Canada has a moral imperative to accept refugees. It’s actually incredible that this article has to be written.
Notice that it’s times like these that the politically ignorant and the formerly uninterested suddenly have things to say with regards to the political process. It turns out that my Facebook feed needed some cleaning out anyhow (and I opted to unfriend rather than to unfollow). Imagine if the Internet and social media was used as a respectable forum for debate, and not a place to monger fear.
Not only do some people not have a heart, and not see Syrians as fellow human beings worth saving, but the rhetoric has entered a terrible low. For example, I saw one post that said “We’ve been at peace with Japan since 1945. Time to make peace with ISIS,” superimposed over a picture of a mushroom cloud in case the aforementioned ignorant couldn’t make out the message. It’s even more shameful when someone you know spreads or approves of this sort of genocidal hate.
That said, there are a lot of Canadians who are not this bigoted but hold legitimate concerns. The word “legitimate” is not used lightly. Think of events in the last year, like the recent attack in Paris, the assault on the Charlie Hebdo journalists, not to mention the encompassing culture of fear that inundates people on a daily basis. Without some strong fortitude, it is hard to overcome these messages. Without investment of time and compassion, it’s easy to fall into concerns that some oriental horde is coming here because they hate us.
Although one can perhaps sympathize with the origins of this view, they are unfounded. As Scott Watson, a University of Victoria political science professor who researches migration and refugee policy, told CBC News, “you couldn’t pick a worse way to infiltrate a country than arriving through a refugee camp. The wait lasts years. For some it never ends.”
More legitimate concerns include whether Canada can economically handle accepting refugees, or if they will get what they need to survive; Watson points out that resources may be strained by budget cuts. Apprehension here is also valid, but these reasons should not be used to block refugees.
Just because it’s hard obviously does not mean it’s not worth doing. The number of lives that could be saved and improved is incredible. Also, consider the future. How will later generations label our reaction? Do we want our actions to be looked back on in shame, like so many parts of Canadian history?
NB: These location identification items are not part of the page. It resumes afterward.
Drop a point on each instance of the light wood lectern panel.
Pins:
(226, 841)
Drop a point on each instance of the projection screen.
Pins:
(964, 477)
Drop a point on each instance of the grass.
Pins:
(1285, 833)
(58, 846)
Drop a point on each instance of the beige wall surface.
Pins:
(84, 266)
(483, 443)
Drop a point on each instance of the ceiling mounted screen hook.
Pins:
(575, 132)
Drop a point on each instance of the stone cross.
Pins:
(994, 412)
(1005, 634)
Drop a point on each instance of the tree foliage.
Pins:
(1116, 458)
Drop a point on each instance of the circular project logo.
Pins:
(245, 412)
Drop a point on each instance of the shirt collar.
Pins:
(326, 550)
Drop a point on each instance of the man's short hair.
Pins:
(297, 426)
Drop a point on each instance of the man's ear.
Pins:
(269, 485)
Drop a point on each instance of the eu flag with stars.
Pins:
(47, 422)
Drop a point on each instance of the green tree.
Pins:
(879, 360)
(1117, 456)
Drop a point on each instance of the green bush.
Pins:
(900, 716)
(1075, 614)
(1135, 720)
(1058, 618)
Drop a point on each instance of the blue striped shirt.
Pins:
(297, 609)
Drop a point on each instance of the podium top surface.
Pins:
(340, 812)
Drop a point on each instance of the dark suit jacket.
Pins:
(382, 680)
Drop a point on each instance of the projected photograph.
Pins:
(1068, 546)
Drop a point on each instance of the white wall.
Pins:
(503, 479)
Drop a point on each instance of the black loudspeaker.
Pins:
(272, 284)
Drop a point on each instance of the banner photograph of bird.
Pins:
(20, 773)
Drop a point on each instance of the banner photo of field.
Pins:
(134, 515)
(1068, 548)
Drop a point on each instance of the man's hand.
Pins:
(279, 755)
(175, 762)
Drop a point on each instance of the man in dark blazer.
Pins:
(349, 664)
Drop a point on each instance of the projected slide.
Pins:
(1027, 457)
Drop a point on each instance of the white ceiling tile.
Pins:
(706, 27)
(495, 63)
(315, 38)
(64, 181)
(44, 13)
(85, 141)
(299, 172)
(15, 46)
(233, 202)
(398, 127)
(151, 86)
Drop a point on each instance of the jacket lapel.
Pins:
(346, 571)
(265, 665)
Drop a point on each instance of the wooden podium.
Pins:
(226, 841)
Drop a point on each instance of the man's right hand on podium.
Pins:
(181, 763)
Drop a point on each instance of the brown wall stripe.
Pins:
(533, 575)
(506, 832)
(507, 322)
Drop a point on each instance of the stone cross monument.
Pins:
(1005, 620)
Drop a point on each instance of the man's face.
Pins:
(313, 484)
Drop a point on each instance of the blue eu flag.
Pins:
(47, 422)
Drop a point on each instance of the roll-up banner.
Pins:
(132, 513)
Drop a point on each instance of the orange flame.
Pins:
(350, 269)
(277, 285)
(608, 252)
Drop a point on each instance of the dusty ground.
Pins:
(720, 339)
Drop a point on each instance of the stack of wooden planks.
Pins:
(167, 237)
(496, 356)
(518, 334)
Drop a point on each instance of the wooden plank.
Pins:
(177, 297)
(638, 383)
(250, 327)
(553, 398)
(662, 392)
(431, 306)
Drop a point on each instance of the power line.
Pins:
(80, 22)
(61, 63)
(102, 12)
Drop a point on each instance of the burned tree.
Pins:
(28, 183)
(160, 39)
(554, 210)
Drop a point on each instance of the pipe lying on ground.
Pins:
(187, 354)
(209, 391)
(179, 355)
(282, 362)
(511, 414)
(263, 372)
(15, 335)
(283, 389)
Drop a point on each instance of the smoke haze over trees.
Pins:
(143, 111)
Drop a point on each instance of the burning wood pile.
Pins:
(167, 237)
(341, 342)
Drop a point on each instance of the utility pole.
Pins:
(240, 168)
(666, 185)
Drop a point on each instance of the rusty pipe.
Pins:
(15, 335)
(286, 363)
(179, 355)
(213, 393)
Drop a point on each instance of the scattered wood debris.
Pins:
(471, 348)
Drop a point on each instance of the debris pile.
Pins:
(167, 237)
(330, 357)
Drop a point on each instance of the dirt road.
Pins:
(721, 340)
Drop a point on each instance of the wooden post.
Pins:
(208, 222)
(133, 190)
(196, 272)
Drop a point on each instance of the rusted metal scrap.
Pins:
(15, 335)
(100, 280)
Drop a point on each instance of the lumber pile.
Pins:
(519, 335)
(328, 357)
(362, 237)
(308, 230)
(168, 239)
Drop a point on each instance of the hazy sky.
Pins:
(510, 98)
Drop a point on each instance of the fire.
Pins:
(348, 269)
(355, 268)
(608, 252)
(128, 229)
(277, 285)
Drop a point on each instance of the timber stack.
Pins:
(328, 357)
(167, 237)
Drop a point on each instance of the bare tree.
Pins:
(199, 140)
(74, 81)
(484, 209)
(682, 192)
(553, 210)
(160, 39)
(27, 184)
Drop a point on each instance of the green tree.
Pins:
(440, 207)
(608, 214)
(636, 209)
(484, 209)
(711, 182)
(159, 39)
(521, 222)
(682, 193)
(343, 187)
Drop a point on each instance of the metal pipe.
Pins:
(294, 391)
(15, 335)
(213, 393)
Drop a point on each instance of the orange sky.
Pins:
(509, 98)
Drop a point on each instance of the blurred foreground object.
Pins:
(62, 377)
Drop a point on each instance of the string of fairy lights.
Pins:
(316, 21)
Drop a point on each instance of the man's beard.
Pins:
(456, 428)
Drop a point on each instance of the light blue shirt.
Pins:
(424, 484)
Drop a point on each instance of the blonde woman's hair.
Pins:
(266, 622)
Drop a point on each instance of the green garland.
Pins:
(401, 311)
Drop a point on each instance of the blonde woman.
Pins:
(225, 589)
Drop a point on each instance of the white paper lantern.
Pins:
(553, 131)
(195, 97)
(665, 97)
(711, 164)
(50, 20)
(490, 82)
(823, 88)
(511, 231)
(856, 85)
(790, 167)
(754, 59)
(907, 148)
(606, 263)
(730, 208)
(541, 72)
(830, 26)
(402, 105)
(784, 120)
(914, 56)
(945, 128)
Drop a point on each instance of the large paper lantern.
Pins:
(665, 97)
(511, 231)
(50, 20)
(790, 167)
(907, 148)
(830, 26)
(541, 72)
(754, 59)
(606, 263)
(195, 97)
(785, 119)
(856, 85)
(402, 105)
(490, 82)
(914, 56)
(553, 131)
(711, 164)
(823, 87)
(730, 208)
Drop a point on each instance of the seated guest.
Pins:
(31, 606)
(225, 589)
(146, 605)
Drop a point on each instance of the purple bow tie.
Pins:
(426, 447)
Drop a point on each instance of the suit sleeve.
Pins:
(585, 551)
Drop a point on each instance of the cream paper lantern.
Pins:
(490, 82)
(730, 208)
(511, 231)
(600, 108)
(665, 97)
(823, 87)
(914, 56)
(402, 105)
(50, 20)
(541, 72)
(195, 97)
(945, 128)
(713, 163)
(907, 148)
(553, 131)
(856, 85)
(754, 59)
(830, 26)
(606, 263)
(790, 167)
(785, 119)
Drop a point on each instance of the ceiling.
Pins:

Like many immigrant waves to the continent before them, watch these refugees rise to become a successful and integral part of Canadian civil society.
Warsan Shire’s short and powerful poem captures the zeitgeist perfectly: “later that night/ I held an atlas in my lap/ ran my fingers across the whole world/ and whispered/ where does it hurt?/ it answered/ everywhere/ everywhere/ everywhere.” Canada needs to take up its morally imperative role in helping the world heal.